Italian voters send an unmistakable message

“Italians registered their dismay with the European political establishment on Sunday, handing a majority of votes in a national election to hard-right and populist forces that ran a campaign fueled by anti-immigrant anger. The election. . .was widely seen as a bellwether of the strength of populists on the continent and how far they might advance into the mainstream. The answer was far, very far.” So reports the New York Times.

The Times has it right. The European political establishment has let Europeans down to a far greater extent than the U.S. establishment has let Americans down. Americans “registered their dismay” by electing Donald Trump. We should not be surprised when Europeans register theirs in even less uncertain terms.

Italy is ground zero for one significant aspect of the European immigration problem. Africans are streaming into the country. The political establishment seems indifferent to this unsettling phenomenon.

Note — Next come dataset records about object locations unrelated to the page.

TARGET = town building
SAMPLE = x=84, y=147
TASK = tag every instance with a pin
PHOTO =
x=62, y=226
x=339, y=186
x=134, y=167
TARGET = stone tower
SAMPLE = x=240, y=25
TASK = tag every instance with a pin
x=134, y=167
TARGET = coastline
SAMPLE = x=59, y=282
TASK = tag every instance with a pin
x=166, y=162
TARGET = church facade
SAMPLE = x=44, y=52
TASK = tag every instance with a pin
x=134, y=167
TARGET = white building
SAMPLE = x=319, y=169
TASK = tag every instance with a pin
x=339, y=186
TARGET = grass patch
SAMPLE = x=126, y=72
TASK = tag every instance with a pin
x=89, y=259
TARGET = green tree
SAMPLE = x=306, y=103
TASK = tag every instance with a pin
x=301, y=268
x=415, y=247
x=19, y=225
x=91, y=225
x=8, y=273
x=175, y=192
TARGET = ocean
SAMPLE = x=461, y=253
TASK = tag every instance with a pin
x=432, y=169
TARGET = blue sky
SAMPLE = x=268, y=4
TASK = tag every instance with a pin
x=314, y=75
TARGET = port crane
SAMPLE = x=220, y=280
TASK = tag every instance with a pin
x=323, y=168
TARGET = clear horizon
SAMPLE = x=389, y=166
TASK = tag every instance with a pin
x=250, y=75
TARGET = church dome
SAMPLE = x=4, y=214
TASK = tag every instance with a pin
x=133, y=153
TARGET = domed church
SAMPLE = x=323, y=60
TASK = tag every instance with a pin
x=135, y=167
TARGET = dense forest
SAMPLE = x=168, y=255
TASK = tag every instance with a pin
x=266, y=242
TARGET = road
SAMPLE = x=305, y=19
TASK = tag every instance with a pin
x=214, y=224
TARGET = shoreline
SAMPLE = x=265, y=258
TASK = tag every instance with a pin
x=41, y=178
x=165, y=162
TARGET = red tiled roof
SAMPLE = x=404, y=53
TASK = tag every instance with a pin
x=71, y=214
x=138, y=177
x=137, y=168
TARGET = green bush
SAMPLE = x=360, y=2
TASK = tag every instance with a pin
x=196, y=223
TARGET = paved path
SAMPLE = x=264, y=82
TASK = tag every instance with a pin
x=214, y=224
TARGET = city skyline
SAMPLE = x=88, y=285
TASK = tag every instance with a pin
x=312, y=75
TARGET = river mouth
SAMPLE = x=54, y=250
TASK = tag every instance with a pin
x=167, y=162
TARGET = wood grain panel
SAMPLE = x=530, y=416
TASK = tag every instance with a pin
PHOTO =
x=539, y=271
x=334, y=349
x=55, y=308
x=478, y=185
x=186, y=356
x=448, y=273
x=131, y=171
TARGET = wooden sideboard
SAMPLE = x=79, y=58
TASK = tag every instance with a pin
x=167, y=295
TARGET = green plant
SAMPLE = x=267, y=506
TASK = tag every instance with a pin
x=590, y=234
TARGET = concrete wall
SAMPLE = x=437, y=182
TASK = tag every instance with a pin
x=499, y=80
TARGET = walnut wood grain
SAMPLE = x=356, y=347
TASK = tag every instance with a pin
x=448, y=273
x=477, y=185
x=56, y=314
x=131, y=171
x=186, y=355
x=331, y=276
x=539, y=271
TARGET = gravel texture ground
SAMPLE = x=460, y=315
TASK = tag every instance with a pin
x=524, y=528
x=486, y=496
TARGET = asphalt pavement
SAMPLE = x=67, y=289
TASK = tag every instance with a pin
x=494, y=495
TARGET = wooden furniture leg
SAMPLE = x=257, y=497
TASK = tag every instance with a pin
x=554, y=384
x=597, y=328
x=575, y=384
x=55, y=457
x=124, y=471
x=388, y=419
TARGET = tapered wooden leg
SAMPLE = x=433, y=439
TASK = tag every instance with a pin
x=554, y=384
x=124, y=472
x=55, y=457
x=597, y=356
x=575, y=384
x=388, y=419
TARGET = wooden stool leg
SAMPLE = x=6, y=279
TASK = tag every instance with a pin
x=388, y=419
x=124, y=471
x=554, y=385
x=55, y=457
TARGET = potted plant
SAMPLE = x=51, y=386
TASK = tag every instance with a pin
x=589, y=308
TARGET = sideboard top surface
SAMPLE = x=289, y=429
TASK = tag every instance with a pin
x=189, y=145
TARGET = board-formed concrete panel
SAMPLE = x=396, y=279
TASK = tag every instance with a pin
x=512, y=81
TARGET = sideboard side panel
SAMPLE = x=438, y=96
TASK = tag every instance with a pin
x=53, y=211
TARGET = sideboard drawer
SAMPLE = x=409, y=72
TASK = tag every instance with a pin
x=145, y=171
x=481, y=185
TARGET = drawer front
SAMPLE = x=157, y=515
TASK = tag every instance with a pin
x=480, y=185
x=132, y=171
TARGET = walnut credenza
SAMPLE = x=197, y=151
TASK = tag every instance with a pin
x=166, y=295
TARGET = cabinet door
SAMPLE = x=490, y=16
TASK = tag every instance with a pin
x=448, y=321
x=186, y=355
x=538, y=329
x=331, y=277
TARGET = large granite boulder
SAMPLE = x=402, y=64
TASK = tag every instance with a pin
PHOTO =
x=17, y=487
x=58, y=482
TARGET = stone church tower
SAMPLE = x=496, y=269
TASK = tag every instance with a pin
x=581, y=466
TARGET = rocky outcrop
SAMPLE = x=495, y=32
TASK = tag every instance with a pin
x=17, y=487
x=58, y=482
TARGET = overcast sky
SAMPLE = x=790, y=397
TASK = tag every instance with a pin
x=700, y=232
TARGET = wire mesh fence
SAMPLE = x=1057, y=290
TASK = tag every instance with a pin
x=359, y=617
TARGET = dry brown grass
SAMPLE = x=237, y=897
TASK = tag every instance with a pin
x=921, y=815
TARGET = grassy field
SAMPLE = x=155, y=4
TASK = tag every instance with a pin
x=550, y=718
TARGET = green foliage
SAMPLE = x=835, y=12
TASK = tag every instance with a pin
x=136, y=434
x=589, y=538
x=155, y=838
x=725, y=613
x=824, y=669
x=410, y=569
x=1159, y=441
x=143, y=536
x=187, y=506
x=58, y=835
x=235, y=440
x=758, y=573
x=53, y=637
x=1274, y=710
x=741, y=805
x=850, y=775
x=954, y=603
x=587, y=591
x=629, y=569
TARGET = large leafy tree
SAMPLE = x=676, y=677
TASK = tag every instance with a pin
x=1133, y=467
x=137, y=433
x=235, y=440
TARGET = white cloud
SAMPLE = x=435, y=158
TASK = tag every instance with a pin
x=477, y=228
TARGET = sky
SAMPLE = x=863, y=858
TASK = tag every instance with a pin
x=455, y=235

The election results are the Italians response to the indifference, along with their discontent with the EU. According to the Times, “far-right and populist forces appeared to gain more than 50 percent of the vote in Italy.”

As is so often the case in Europe these days, though, no party or coalition appears to have won enough support to form a government. Thus, it may take weeks of bargaining to determine who will lead the next government and who will be in it.

Often these muddles produce a coalition that freezes out right-wing and populist parties that have performed well in the election. However, that doesn’t seem likely in Italy. As the Times says, it will be difficult to form a government “without the insurgent Five Star Movement, a web-based, populist party less than a decade old.”

That’s as it should be. The Five Star Movement obtained almost one-third of votes cast, more than any other party. Its focus is on “anti-corruption,” but opposition to immigration played a major role in its campaign rhetoric and party leaders have at times called for the immediate expulsion of immigrants.

Moreover, a coalition of other anti-immigration parties — the League party, the Forza Italia party of Silvio Berlusconi (considered by some to be Trump before there was Trump), and the neo-fascist Brothers of Italy — collected close to 40 percent. Significantly, the League, which is considered further to the right than Belusconi’s party and makes immigration its overriding issue, was the leading vote-getter within this coalition, at about 18 percent.

Combine the League’s vote with Five Star’s and you’re very close to 50 percent.

European populist parties are a mixed bag. However, few of them are conservative in the American sense and most are unsavory to one degree or another. (the Five Star Movement, for example, is said to be sympathetic to Putin; other populists parties are clearly neo-fascist). That’s why it is so disappointing that more mainstream European parties throughout much of Europe have created major opportunities for the populists by not taking a harder line on immigration.

In France, the clever Emmanuel Macron has learned this lesson. He’s become an immigration hardliner in word and, to some extent, in deed.

Ironically, France’s harder line has come at Italy’s detriment, at least according to the Times. France has basically locked its doors to the African immigrants, leaving them stranded in Italy, where the government has been loath to send them back to Africa and slow to prevent illegal entry.

Italians have now sent a clear message that the new government, whatever its composition, must not be as loath.